TL;DR
This paper introduces a non-parametric machine learning method based on independent component analysis to disentangle systematic noise from exoplanetary signals in light curves, enhancing data analysis precision.
Contribution
It presents a novel blind signal de-mixing technique inspired by the Cocktail Party problem, applicable to exoplanet data without requiring auxiliary instrument information.
Findings
Successfully disentangles systematic noise from exoplanet signals in simulated data.
Effectively removes stellar variability from Kepler light curves.
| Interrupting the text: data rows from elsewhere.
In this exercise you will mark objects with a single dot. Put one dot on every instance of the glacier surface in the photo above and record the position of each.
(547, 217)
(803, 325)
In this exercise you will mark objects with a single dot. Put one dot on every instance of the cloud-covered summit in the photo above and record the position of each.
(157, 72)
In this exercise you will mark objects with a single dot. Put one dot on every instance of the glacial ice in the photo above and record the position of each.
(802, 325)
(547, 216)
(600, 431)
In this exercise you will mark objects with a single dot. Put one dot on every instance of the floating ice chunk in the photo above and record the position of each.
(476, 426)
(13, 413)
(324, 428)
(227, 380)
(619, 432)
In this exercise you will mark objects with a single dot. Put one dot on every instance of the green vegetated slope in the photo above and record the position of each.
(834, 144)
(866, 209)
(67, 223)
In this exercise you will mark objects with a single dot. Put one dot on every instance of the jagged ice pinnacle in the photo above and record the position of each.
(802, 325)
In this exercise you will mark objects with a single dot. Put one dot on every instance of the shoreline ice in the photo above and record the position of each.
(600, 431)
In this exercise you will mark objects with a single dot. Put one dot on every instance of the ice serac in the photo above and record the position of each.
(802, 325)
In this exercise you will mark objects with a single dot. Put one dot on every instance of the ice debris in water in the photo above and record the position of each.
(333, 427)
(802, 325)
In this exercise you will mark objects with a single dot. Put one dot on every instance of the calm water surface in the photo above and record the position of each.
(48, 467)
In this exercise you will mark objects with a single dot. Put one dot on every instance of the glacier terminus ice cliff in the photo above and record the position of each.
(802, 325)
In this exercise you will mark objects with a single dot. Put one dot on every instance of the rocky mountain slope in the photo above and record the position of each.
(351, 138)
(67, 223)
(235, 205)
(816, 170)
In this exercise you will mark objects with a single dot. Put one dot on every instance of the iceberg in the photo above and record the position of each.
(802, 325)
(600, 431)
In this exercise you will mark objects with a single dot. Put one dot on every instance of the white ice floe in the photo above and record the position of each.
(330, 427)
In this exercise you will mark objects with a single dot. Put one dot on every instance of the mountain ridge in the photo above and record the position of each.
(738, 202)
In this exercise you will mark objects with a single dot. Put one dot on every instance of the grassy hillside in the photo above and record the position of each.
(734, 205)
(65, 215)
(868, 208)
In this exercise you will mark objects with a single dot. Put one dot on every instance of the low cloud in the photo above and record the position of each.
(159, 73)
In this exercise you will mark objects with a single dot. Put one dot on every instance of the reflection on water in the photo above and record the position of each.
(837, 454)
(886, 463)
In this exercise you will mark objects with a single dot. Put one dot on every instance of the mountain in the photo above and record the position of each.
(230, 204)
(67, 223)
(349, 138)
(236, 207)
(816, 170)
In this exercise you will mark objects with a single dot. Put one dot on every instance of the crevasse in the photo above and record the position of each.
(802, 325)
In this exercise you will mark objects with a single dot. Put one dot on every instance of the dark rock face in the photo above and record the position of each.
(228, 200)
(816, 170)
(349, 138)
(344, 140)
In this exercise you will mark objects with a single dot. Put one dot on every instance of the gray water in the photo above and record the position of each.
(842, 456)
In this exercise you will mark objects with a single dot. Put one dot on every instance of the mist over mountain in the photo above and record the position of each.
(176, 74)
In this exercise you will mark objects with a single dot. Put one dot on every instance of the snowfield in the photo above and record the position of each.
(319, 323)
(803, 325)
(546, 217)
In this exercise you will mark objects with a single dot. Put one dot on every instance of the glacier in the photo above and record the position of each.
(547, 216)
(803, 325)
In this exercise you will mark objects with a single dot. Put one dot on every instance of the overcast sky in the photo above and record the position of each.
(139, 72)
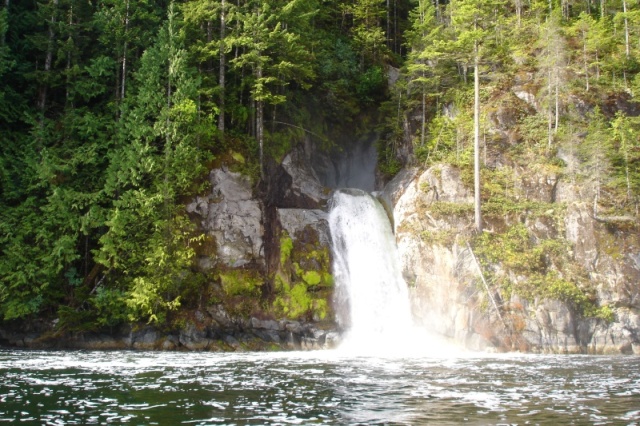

Provides a validation of existing parametric correction methods.
Abstract
The characterisation of ever smaller and fainter extrasolar planets requires an intricate understanding of one's data and the analysis techniques used. Correcting the raw data at the 10^-4 level of accuracy in flux is one of the central challenges. This can be difficult for instruments that do not feature a calibration plan for such high precision measurements. Here, it is not always obvious how to de-correlate the data using auxiliary information of the instrument and it becomes paramount to know how well one can disentangle instrument systematics from one's data, given nothing but the data itself. We propose a non-parametric machine learning algorithm, based on the concept of independent component analysis, to de-convolve the systematic noise and all non-Gaussian signals from the desired astrophysical signal. Such a `blind' signal de-mixing is commonly known as the `Cocktail Party…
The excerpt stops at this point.